Interpretive Summary: African swine fever virus (ASFV) causes a devastating disease in swine, called African swine fever (ASF), that is currently spreading across Europe and Asia. There is no available vaccine for ASF, and currently only experimental live attenuated vaccines are derived from deletions of individual genes in the ASFV genome. In this study we were able to delete a structural protein in ASFV, however deletion of this structural protein did not have any effect on virus replication or virulence.

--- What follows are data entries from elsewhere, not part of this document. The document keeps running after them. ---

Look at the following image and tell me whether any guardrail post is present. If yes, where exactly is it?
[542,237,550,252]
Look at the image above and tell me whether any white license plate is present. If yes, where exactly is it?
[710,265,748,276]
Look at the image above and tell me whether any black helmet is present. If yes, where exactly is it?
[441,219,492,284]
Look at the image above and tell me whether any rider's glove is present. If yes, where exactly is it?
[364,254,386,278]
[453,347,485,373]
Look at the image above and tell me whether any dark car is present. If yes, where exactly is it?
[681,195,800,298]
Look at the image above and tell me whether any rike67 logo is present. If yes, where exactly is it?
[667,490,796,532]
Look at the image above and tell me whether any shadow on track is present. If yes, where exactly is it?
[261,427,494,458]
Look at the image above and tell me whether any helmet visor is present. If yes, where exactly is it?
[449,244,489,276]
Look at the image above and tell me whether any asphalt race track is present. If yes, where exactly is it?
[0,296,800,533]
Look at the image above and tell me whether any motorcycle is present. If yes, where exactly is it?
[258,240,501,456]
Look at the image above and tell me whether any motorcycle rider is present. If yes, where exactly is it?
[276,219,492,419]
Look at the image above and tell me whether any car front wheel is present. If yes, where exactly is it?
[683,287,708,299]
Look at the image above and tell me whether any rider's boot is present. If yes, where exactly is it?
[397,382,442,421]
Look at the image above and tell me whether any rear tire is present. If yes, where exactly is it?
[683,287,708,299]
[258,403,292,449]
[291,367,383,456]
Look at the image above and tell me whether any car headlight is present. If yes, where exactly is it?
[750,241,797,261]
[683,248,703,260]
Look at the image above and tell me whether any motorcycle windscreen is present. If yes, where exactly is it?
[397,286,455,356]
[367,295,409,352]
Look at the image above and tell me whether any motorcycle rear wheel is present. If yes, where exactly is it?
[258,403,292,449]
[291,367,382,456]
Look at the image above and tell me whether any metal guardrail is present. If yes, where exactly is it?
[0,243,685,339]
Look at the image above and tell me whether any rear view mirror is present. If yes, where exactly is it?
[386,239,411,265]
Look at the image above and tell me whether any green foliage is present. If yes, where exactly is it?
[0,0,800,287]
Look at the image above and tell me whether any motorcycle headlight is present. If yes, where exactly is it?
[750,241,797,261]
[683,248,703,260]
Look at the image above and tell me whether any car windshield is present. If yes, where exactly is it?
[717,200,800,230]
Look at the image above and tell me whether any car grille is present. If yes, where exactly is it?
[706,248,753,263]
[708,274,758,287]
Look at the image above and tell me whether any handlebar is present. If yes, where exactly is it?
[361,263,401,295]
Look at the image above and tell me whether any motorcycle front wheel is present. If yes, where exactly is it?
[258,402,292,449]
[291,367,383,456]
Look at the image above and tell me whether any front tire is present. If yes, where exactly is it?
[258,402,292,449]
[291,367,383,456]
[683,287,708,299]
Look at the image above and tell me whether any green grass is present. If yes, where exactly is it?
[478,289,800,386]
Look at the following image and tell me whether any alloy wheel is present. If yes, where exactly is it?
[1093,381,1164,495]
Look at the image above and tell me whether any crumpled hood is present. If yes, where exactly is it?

Technical Abstract: African swine fever virus (ASFV) causes a devastating disease of swine currently spread from Central Europe to Asia. ASFV is a large, structurally complex virus with a large dsDNA genome encoding for more than 160 genes, most of them still uncharacterized. p22, encoded by ASFV gene KP177R, is a structural virus protein located in the inner envelope of the ASFV particle. Although its exact function is unknow, p22 has being recently identified as interacting partner of several host proteins. Here we describe the development of a recombinant ASFV (ASFV-G-'KP177R) lacking the KP177R gene as a tool to evaluate p22 role in virus replication and virulence in swine. The recombinant ASFV-G-'KP177R demonstrated that the KP177R gene is non-essential for ASFV growth in primary swine macrophage, with virus yields similar to those of the parental highly virulent field isolate Georgia2010 (ASFV-G). In addition, experi-mental infection of domestic pigs with ASFV-G-'KP177R produced a clinical disease similar to that caused by the parental ASFV-G. Therefore, surprisingly, p22 does not seem to be involved in virus growth or virulence in swine.